Date of Award


Degree Name

PhD Leadership Studies

Dissertation Committee

Christopher B. Newman, PhD, Co-chair; Maya Kalyanpur, PhD, Co-chair; Afsaneh Nahavandi, PhD, Member; Pamela J. Starr, PhD, Member


disabilities, transition, higher education


Since the inception of the Americans with Disabilities Act (ADA) of 1990, there has been a steady increase in the enrollment of students with disabilities in higher education. With the postsecondary transition in educational supports from the Individuals with Disabilities in Education Act (IDEA) in high school to ADA in college, there has been a lack of research related to the experiences of these students with disabilities while they are in college. Considering the changes in disability experience resulting from education policy changes from high school (IDEA) to college (ADA/Section 504), the purpose of this study was to examine the experiences of first-year students with disabilities at four-year higher education institutions.

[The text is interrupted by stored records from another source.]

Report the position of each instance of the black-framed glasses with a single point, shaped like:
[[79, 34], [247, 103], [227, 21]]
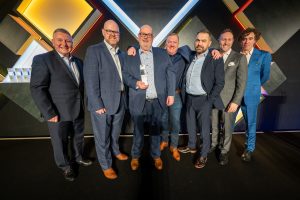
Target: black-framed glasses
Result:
[[112, 32], [145, 35]]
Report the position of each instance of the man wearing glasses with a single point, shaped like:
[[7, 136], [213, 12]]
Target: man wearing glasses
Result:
[[105, 94], [151, 81]]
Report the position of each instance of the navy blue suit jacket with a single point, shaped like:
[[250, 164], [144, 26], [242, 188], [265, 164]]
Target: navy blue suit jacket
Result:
[[212, 79], [54, 88], [164, 78], [103, 83], [258, 74]]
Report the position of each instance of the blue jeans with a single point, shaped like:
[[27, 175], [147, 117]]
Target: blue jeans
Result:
[[171, 119]]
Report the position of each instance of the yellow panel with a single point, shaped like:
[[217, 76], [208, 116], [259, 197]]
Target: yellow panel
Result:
[[47, 15]]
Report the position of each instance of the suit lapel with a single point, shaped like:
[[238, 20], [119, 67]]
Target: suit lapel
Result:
[[229, 59], [79, 68], [255, 55], [110, 59], [155, 64]]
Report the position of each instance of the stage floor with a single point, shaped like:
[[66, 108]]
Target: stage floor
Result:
[[28, 171]]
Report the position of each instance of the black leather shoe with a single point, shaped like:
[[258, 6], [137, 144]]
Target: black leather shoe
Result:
[[201, 162], [84, 162], [69, 175], [246, 156], [223, 159], [212, 149]]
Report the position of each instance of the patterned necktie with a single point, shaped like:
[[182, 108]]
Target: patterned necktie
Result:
[[72, 67], [118, 64]]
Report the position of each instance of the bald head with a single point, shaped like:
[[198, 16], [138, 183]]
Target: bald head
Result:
[[111, 32], [145, 37]]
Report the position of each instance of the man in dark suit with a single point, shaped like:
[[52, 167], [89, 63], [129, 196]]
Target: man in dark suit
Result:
[[204, 80], [235, 66], [151, 80], [259, 63], [106, 96], [57, 88]]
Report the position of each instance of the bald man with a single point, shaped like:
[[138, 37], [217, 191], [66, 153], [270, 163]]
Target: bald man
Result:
[[105, 94], [151, 81]]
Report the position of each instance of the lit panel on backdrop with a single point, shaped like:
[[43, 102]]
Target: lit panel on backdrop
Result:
[[24, 62], [48, 15], [134, 29]]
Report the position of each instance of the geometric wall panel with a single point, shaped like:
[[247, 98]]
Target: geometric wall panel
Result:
[[48, 15], [20, 94], [12, 35]]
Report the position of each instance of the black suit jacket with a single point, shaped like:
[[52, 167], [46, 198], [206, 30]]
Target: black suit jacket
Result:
[[54, 88], [212, 79]]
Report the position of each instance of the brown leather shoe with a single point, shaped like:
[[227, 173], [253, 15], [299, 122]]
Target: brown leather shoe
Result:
[[122, 156], [134, 164], [175, 153], [158, 163], [163, 145], [110, 173]]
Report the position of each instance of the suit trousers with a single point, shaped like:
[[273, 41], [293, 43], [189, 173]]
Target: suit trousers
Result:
[[107, 129], [171, 119], [60, 133], [151, 115], [229, 120], [250, 115], [198, 114]]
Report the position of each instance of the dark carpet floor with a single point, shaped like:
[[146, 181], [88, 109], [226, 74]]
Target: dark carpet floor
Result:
[[27, 171]]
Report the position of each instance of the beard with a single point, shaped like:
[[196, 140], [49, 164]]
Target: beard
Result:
[[200, 49]]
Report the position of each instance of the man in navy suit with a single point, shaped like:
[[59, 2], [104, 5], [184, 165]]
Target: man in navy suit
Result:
[[106, 96], [258, 73], [151, 80], [57, 88], [204, 80]]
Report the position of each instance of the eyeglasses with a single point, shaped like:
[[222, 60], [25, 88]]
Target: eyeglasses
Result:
[[112, 32], [145, 35]]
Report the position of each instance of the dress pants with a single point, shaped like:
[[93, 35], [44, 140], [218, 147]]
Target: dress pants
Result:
[[229, 120], [198, 114], [171, 117], [250, 115], [60, 132], [151, 115], [107, 129]]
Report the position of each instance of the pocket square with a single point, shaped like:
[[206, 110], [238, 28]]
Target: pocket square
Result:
[[231, 64]]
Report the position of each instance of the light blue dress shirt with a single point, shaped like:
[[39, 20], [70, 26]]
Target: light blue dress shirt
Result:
[[193, 75], [147, 61]]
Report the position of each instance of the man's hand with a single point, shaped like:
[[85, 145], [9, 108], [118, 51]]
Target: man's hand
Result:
[[170, 100], [53, 119], [101, 111], [131, 51], [216, 54], [232, 107], [141, 85]]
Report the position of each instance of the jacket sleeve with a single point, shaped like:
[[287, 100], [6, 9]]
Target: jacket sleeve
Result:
[[92, 80], [39, 88]]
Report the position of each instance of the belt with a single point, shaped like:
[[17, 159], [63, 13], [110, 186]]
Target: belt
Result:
[[193, 95], [150, 100]]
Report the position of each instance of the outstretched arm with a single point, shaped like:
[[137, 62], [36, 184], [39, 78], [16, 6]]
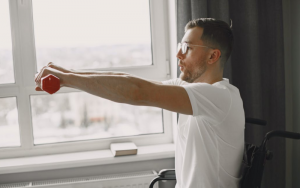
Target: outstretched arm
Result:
[[125, 89]]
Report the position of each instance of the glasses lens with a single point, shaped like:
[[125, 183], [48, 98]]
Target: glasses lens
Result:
[[183, 48]]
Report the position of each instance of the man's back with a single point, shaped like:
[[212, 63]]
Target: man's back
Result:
[[210, 143]]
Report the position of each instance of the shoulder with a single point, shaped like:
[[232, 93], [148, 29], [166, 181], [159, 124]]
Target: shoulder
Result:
[[175, 81]]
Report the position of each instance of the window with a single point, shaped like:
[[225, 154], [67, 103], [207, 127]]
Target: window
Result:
[[82, 35]]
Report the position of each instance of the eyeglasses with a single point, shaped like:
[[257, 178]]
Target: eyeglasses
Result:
[[183, 46]]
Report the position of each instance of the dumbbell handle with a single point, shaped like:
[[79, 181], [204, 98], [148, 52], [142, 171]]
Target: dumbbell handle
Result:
[[50, 84]]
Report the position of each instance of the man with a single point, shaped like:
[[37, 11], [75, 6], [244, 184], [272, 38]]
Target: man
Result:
[[210, 139]]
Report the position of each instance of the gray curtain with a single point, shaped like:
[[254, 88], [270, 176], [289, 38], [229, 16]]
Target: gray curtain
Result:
[[256, 66]]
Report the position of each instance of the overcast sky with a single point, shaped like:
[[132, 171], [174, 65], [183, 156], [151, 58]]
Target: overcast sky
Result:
[[74, 23]]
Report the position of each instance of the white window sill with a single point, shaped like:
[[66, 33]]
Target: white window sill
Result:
[[81, 159]]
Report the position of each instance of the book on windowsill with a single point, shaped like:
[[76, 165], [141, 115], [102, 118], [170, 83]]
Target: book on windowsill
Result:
[[125, 148]]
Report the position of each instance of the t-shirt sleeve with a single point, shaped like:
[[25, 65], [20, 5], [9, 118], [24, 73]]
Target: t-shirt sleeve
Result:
[[209, 100], [176, 81]]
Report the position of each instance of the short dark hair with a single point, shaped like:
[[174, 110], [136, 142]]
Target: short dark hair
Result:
[[216, 34]]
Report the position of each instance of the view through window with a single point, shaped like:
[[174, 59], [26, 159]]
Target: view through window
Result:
[[91, 34]]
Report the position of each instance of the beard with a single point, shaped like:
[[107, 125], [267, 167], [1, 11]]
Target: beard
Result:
[[191, 75]]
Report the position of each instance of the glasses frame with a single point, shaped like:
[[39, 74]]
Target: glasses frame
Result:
[[183, 46]]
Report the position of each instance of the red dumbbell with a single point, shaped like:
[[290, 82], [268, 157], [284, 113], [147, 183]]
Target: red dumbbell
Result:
[[50, 84]]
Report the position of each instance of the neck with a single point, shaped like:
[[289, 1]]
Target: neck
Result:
[[210, 76]]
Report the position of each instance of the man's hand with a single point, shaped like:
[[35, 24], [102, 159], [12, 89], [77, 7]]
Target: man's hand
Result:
[[49, 69]]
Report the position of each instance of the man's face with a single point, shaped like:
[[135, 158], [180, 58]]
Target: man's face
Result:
[[194, 62]]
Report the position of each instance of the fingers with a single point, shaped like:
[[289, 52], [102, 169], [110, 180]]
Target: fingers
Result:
[[51, 65], [38, 88]]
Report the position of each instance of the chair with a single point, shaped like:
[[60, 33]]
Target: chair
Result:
[[253, 159]]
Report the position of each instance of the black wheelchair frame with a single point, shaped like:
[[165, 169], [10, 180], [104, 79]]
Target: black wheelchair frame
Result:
[[253, 159]]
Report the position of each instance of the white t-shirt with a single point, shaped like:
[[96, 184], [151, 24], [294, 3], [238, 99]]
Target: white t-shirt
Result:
[[210, 143]]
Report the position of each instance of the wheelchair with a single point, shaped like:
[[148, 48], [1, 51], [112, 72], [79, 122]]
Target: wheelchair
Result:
[[254, 158]]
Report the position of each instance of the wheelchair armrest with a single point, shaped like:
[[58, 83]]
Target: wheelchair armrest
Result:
[[167, 173]]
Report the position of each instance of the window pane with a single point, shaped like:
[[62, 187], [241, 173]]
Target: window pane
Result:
[[9, 126], [81, 116], [6, 60], [87, 34]]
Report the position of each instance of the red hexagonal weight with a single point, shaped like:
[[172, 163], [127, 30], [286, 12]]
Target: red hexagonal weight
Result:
[[50, 84]]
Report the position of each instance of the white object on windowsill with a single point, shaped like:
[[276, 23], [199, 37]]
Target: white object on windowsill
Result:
[[82, 159], [123, 149]]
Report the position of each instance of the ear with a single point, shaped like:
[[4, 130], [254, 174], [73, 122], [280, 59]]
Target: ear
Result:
[[215, 55]]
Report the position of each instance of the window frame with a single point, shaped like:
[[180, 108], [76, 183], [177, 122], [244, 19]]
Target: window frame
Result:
[[24, 60]]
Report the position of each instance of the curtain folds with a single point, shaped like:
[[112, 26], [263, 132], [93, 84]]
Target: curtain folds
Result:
[[256, 66]]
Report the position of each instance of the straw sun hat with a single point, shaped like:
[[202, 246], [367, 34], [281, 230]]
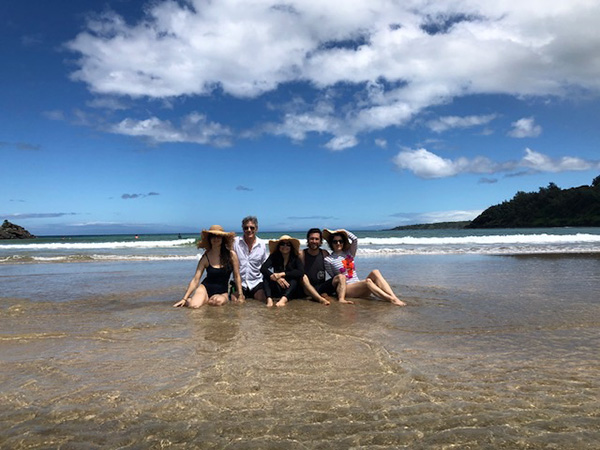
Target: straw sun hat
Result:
[[216, 230], [328, 234], [274, 243]]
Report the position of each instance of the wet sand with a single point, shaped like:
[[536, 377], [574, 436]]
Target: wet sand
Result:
[[490, 353]]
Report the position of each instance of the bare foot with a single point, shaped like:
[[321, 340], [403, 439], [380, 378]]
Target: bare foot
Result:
[[324, 301]]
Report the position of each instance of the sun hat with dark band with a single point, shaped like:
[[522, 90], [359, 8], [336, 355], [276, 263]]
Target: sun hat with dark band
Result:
[[215, 230], [274, 243], [328, 236]]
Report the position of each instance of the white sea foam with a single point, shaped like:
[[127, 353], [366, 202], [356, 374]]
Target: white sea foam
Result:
[[484, 240], [99, 245]]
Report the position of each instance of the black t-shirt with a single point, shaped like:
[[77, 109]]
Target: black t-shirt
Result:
[[314, 267]]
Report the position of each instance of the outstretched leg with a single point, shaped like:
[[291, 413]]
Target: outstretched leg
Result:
[[199, 298], [339, 282], [218, 300]]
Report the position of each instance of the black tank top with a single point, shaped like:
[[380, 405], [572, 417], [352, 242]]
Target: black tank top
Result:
[[314, 267]]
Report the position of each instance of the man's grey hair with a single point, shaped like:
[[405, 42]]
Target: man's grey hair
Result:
[[252, 219]]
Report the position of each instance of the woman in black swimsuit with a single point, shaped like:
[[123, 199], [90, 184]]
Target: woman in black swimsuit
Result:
[[220, 262]]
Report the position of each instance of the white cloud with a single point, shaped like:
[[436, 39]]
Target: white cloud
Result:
[[448, 122], [194, 128], [525, 127], [543, 163], [426, 164], [400, 57], [341, 142], [381, 143]]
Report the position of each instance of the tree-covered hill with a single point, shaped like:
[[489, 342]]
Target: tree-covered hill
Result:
[[550, 207]]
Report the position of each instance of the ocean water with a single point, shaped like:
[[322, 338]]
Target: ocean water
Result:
[[497, 348]]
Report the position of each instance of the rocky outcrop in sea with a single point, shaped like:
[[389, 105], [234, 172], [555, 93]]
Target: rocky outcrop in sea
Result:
[[12, 231]]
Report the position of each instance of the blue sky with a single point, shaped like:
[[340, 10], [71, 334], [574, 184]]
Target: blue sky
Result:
[[132, 116]]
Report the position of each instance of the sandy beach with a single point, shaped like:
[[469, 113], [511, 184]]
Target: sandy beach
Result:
[[492, 352]]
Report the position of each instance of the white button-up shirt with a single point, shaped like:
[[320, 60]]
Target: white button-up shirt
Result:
[[250, 260]]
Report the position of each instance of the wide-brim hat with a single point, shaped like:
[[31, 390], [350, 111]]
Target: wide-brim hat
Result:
[[328, 235], [216, 230], [274, 243]]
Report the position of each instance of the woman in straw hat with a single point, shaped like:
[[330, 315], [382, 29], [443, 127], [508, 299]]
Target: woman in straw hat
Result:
[[343, 246], [219, 261], [282, 270]]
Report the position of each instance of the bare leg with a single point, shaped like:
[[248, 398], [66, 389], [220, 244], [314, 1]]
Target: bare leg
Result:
[[339, 282], [260, 295], [282, 301], [199, 298], [218, 300], [364, 289], [381, 282], [311, 291]]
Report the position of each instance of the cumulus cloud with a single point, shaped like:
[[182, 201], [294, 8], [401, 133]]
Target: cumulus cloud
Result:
[[525, 127], [134, 196], [193, 128], [426, 164], [448, 122], [396, 58], [381, 143]]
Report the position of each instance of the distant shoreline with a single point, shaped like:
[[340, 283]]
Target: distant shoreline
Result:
[[434, 226]]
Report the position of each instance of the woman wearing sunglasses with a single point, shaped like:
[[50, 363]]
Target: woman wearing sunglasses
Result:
[[343, 246], [282, 271]]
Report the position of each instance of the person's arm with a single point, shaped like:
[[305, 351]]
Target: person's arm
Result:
[[193, 285], [329, 267], [266, 267], [237, 277], [353, 243], [296, 271]]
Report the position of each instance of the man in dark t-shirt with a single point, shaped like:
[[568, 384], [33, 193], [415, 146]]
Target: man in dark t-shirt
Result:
[[314, 282]]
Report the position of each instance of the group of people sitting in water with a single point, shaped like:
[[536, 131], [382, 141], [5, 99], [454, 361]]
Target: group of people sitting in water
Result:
[[279, 270]]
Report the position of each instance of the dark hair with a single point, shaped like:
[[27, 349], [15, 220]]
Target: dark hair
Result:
[[313, 231], [278, 259], [333, 236], [252, 219]]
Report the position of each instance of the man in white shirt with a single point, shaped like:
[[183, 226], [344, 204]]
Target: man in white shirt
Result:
[[252, 252]]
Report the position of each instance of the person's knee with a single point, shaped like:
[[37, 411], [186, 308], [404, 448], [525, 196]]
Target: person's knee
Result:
[[375, 274]]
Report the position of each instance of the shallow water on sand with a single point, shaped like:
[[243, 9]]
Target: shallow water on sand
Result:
[[492, 352]]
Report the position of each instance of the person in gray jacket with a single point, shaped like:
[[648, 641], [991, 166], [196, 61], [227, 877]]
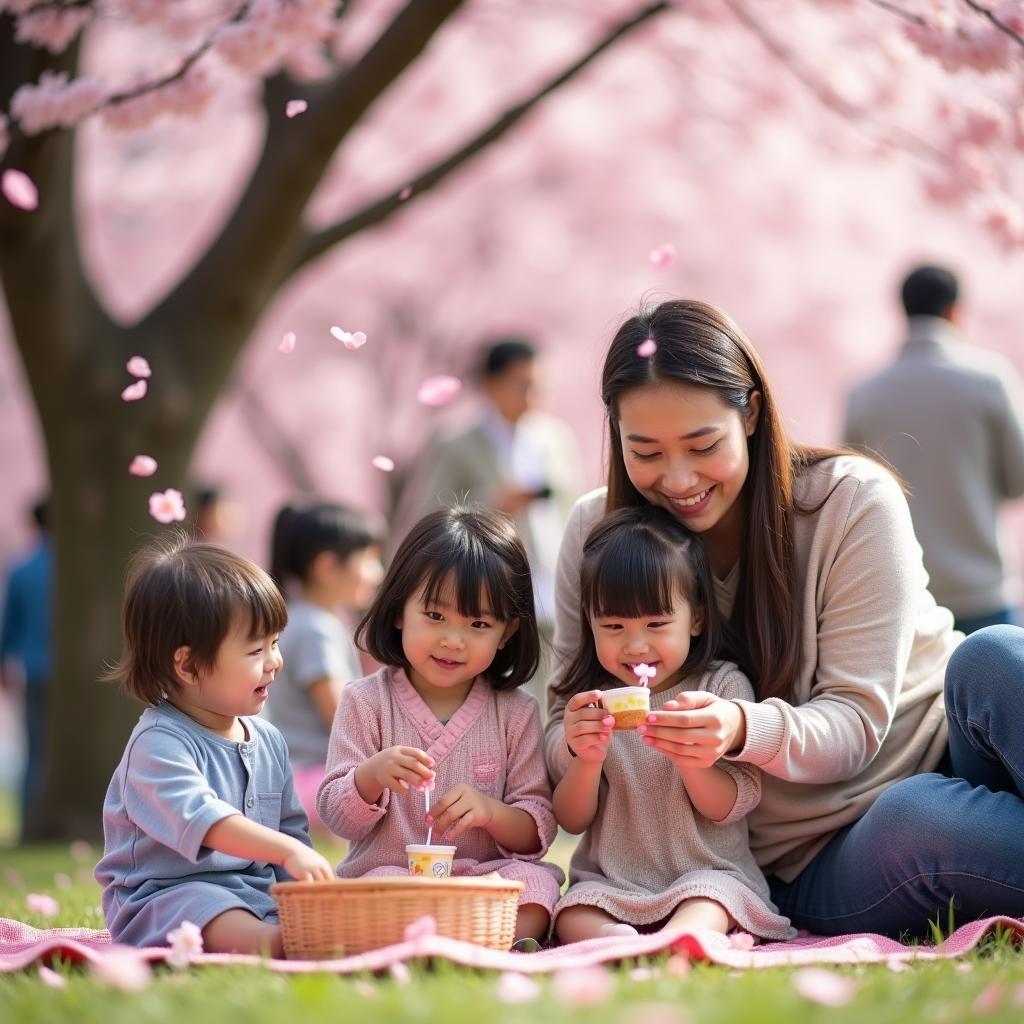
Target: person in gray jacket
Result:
[[949, 418]]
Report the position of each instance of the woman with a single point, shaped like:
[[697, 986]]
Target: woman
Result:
[[882, 804]]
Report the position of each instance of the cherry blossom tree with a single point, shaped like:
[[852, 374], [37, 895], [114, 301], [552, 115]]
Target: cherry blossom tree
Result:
[[325, 166]]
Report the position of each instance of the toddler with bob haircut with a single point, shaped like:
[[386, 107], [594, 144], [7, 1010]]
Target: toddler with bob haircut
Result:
[[454, 627], [201, 816]]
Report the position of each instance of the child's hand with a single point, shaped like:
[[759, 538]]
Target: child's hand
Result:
[[693, 730], [400, 767], [461, 808], [588, 729], [305, 864]]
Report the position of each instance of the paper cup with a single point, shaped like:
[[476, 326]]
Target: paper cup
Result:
[[629, 706], [430, 861]]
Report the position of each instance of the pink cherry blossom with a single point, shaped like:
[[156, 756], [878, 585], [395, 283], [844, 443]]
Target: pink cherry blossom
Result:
[[824, 987], [167, 506], [585, 986], [350, 341], [128, 972], [663, 256], [137, 366], [45, 906], [513, 988], [422, 928], [19, 189], [438, 389], [142, 465], [185, 942], [50, 978]]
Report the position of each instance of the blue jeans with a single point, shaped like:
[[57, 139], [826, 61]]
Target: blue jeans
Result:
[[954, 836]]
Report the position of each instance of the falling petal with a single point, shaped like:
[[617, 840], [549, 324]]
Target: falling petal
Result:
[[45, 906], [19, 189], [127, 971], [585, 986], [167, 506], [514, 988], [142, 465], [663, 256], [438, 389], [823, 987], [50, 978], [350, 341]]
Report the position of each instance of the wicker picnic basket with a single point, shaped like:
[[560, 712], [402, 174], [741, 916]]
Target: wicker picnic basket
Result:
[[326, 920]]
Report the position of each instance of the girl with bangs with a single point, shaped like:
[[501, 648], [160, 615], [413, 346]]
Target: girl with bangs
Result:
[[455, 629], [648, 609]]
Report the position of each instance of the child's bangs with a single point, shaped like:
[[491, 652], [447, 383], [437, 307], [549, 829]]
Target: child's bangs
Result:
[[474, 582], [632, 579]]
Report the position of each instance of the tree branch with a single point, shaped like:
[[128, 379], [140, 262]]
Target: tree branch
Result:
[[315, 244], [990, 14]]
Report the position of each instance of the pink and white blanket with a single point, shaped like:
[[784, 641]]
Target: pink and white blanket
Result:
[[23, 946]]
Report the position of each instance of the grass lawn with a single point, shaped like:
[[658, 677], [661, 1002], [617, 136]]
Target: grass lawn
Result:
[[989, 985]]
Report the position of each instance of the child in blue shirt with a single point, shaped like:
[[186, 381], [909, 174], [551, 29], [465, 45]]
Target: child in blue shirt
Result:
[[201, 816]]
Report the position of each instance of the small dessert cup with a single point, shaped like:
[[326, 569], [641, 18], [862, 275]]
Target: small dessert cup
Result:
[[628, 705], [430, 861]]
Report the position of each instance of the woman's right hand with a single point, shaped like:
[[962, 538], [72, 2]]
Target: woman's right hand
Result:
[[588, 727], [400, 767]]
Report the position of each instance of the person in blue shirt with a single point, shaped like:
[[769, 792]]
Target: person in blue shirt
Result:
[[25, 649]]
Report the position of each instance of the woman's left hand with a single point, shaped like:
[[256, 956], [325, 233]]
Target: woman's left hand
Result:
[[695, 729], [461, 808]]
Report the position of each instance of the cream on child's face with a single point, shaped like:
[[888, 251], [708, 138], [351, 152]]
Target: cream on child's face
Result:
[[660, 641], [444, 648]]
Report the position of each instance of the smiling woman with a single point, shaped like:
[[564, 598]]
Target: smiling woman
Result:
[[870, 787]]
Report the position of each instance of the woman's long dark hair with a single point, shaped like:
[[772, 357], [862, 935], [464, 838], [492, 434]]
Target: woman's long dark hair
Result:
[[700, 346], [636, 562]]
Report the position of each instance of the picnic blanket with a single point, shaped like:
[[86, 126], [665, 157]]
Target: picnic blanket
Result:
[[23, 946]]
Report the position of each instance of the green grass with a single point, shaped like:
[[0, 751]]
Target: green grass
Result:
[[937, 992]]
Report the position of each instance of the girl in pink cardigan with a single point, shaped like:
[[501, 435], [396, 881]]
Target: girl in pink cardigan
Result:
[[666, 841], [454, 627]]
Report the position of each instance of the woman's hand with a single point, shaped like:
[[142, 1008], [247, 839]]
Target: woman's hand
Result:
[[588, 727], [695, 729], [461, 808]]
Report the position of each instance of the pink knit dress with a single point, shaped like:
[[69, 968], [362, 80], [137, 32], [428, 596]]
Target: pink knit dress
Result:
[[493, 742], [647, 849]]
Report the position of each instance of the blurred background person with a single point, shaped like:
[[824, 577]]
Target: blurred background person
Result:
[[327, 560], [25, 648], [511, 457], [949, 418]]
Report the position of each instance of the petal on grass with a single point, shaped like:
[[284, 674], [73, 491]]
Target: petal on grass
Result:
[[19, 189], [823, 987]]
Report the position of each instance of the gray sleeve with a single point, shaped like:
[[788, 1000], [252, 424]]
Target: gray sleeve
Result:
[[1009, 433], [315, 653], [166, 794]]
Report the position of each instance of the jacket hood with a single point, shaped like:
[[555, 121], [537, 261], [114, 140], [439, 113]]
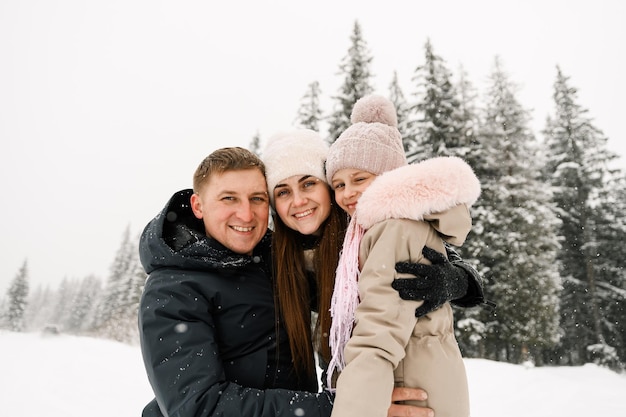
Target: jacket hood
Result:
[[176, 238], [423, 191]]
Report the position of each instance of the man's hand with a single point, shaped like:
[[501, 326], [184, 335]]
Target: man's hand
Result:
[[404, 410], [435, 284]]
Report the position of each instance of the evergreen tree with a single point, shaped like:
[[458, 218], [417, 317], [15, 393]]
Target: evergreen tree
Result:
[[82, 305], [310, 112], [609, 229], [396, 96], [516, 241], [577, 168], [435, 128], [355, 68], [467, 117], [17, 296], [112, 318], [255, 144], [41, 306]]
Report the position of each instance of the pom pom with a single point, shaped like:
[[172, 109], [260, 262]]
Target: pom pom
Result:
[[374, 109]]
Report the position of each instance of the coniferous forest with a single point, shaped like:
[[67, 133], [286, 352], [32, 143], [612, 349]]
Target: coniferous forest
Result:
[[548, 232]]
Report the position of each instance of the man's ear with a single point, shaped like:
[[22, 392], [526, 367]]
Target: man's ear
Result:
[[196, 205]]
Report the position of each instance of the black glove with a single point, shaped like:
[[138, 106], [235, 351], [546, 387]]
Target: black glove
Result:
[[436, 284]]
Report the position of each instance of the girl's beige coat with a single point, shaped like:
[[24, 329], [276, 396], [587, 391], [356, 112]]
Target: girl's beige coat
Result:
[[403, 211]]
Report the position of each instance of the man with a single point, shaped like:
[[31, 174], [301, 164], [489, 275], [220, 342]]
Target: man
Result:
[[211, 338]]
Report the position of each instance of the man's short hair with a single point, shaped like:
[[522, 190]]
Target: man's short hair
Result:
[[225, 159]]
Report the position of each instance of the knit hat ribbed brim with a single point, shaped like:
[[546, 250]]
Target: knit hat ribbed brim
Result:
[[294, 152]]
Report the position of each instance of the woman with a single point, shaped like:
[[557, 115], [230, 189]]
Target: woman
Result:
[[309, 229]]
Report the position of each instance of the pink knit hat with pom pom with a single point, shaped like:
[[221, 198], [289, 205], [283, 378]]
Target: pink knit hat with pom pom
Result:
[[372, 143]]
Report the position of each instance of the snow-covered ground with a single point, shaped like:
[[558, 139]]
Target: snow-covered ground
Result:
[[67, 376]]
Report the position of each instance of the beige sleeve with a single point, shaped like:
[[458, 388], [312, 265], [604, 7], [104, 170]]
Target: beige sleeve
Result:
[[384, 322]]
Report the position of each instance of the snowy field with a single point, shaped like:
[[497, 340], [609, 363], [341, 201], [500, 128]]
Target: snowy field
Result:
[[66, 376]]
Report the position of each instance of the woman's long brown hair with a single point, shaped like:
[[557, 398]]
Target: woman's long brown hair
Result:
[[292, 286]]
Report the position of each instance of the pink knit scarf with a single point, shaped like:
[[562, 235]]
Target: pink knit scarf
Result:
[[345, 298]]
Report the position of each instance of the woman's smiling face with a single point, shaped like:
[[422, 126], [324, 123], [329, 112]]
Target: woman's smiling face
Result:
[[302, 203]]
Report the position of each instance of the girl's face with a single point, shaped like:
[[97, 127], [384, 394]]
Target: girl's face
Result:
[[349, 184], [302, 203]]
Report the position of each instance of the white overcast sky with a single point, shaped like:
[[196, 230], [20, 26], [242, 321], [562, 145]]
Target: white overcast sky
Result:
[[107, 106]]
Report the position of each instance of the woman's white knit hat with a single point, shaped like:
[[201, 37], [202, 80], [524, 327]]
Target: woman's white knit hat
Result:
[[294, 152], [372, 143]]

This study utilized components from Disability Studies in Education approach, Disability Critical Race Studies (DisCrit), Acculturation, and Diverse Learning Environment frameworks in analyzing first-year students with disabilities’ experiences. Using a mixed-methods approach to investigate both attitudes and perceptions, the researcher conducted a survey of 63 students representing five colleges and focus group interviews with 43 students representing three colleges. Findings indicate that first-year students with disabilities are assimilating into the mainstream non-disabled culture in higher education. First-year students with disabilities heavily rely on adult’s (parents or disability service personnel) knowledge in educational decision making. Additionally, the findings also highlight the impact of fee-based, specialized disability programs on first-year student experiences and perceptions of campus climate. This study contributes to the understanding of the conditions that support and challenge the higher education experiences of first-year students with disabilities. The findings also highlight a need for more research examining a broader range of disability categories and the intersection of disability and race.